Europeans decide to limit the price of Russian oil to 60 dollars per barrel

Until the end, Poland threatened to disrupt the negotiations. It took hours of discussion with its community partners and, above all, friendly but firm pressure from the United States, for this transatlantic country to lift its objections. On Friday, December 2, Warsaw finally agreed, allowing Westerners – the European Union (EU), the G7 and Australia – to finalize the mechanism to cap Russian oil prices that they wanted to put in place. By pledging not to buy Russian oil above $60 a barrel, they want to limit Moscow’s income and prevent it from financing the war against Ukraine as much as possible.

it was time Washington and its G7 allies wanted the mechanism to take effect on December 5, the same time the European Union decided to impose an embargo on Russian oil, which would follow those imposed by the United States, Canada, Japan or Australia and slightly ahead of the United Kingdom. This ceiling is not intended to ease their tax, because they all decided not to buy black gold in Moscow anymore. But they thought it was forbidden Above this ceiling price, European, American, British, Canadian, Japanese and Australian companies provide services for the sea transportation (freight, insurance, etc.) of Russian oil to countries that have not decided to seize it, such as China or India.

Today, the G7 countries provide insurance services for 90% of global cargo – the UK in particular is a major player in this market – while Greece, like Malta or Cyprus, is less dominant in shipping. As soon as these players are no longer able to transport or deliver 60 euros worth of Russian oil, they de facto prevent customers from buying it at a higher price.

A risky bet for the Greek and British economies

By deciding on a price ceiling for Russian oil, the West wants to, in effect, impose it on the rest of the world. and prevent Moscow from compensating for the loss of markets by selling black gold elsewhere. At least that’s their reckoning.
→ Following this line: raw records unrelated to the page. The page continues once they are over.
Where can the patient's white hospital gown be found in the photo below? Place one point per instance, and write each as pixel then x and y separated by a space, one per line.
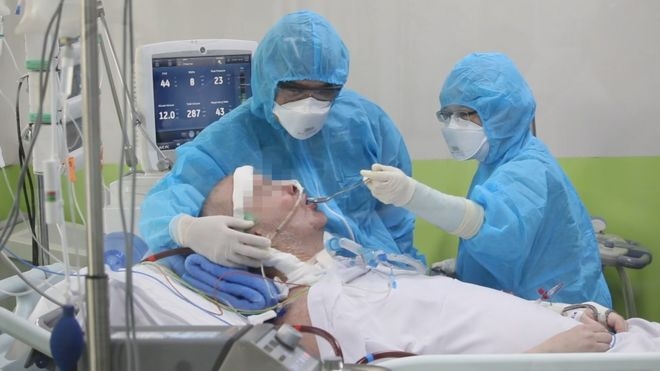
pixel 423 315
pixel 438 315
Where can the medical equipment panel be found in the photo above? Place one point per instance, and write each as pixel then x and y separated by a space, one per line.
pixel 183 86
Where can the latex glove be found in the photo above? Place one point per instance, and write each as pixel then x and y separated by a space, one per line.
pixel 389 184
pixel 220 239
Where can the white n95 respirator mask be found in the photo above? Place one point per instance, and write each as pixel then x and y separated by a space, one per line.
pixel 303 118
pixel 465 139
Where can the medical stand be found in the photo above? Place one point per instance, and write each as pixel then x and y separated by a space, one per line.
pixel 621 254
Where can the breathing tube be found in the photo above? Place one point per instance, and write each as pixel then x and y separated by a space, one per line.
pixel 296 271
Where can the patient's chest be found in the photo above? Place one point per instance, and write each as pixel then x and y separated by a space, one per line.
pixel 428 315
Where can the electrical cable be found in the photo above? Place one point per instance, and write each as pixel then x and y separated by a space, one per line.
pixel 324 334
pixel 380 355
pixel 14 211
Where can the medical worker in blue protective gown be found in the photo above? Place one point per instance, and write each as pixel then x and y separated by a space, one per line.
pixel 522 227
pixel 300 123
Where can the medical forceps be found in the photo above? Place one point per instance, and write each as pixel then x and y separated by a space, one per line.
pixel 321 199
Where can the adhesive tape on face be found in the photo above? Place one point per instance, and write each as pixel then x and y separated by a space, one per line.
pixel 243 181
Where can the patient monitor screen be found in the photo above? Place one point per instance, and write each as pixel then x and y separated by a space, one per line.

But it is not without risk. “Insurers or carriers may arise elsewhere”, admits the diplomat. This would not only empty the ceiling decided by the G7 and its allies of its content, but also lead to competition that could eventually undermine one of the mainstays of the Greek or British economy. That is why, within the EU, Greece, as well as Cyprus and Malta, have campaigned hard to keep the price of Russian oil as close as possible to the market price.